Question

Choose the element from the following that has the electronic configuration:
\[1{{s}^{2}}2{{s}^{2}}2{{p}^{6}}3{{s}^{2}}3{{p}^{6}}3{{d}^{10}}4{{s}^{1}}\]
A. $Fe$
B. $Co$
C. $Ni$
D. $Cu$

Answer 1

Hint: Consider the order in which the orbitals are filled according to their energies. Think about the energy stability of the orbitals when they are empty, partially-filled, half-filled, or completely filled.

Complete step by step solution:
We know that the electrons occupy the orbitals that have a lower energy, first. So, the orbitals with the lowest energy will be filled first and the orbitals with the highest energy will be filled up last. The order of the orbitals ranking from the lowest to the highest energy orbitals is:
\[1s<2s<2p<3s<3p<4s<3d\]
In the example given in the question, we can see that the $3d$ orbital has started getting filled up before the $4s$ orbital is completely filled despite it having a lower energy. The $4s$ is seen to have only 1 electron whereas the $3d$ orbital has 10 electrons.
We know that the order of stability for orbitals is:
Completely-filled orbitals $>$ half-filled orbitals $>$ partially filled orbitals
When the element has the configuration as $4{{s}^{2}}3{{d}^{9}}$, it has one completely filled and one partially filled orbital. But, when it is in the configuration $4{{s}^{1}}3{{d}^{10}}$, it has 1 completely filled and 1 half filled orbital. This makes the electronic configuration more stable.
The atomic number of this element as calculated from the number of electrons given in the configuration is 29. We know that the element copper has an atomic number of 29.

Hence, the answer to this question is D. $Cu$’

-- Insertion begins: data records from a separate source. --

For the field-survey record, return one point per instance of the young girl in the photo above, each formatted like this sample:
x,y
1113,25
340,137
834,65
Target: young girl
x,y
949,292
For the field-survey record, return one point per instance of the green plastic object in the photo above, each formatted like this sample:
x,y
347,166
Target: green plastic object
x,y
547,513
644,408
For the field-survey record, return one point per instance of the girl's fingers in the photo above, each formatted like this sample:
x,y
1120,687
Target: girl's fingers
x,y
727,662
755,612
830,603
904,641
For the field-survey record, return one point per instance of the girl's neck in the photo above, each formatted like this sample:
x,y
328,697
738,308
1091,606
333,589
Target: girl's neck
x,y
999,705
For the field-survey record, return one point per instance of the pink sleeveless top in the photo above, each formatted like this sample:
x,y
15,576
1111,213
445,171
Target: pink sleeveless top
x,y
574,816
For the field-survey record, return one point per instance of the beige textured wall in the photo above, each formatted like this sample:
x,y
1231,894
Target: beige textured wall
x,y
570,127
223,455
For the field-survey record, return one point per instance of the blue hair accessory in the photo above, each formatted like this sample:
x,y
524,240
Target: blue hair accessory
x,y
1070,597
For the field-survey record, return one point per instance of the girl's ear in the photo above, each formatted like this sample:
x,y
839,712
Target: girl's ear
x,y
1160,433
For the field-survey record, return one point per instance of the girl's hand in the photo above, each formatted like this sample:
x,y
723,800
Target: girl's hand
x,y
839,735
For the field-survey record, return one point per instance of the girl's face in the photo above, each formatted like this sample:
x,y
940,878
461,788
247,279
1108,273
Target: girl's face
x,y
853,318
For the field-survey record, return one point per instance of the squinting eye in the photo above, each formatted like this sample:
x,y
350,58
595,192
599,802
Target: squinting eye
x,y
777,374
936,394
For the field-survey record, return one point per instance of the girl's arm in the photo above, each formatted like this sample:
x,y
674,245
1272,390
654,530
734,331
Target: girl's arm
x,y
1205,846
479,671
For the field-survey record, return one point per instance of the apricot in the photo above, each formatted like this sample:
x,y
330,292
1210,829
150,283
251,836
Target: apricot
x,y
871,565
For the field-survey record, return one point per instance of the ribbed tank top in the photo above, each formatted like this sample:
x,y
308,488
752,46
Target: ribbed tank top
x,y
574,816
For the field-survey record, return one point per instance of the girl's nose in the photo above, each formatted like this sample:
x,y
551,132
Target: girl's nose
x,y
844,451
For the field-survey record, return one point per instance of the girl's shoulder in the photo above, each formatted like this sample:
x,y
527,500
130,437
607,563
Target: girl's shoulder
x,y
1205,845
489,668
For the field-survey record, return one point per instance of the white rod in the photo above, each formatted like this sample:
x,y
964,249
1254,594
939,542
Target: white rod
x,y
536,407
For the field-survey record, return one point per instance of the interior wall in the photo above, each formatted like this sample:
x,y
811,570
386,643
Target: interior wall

Note: Another element that shows a similar trend is Chromium. The atomic number of chromium is 24. It shows the electronic configuration of \[1{{s}^{2}}2{{s}^{2}}2{{p}^{6}}3{{s}^{2}}3{{p}^{6}}3{{d}^{5}}4{{s}^{1}}\] instead of the configuration \[1{{s}^{2}}2{{s}^{2}}2{{p}^{6}}3{{s}^{2}}3{{p}^{6}}3{{d}^{4}}4{{s}^{2}}\]. This again happened due to the stability patterns of the orbitals.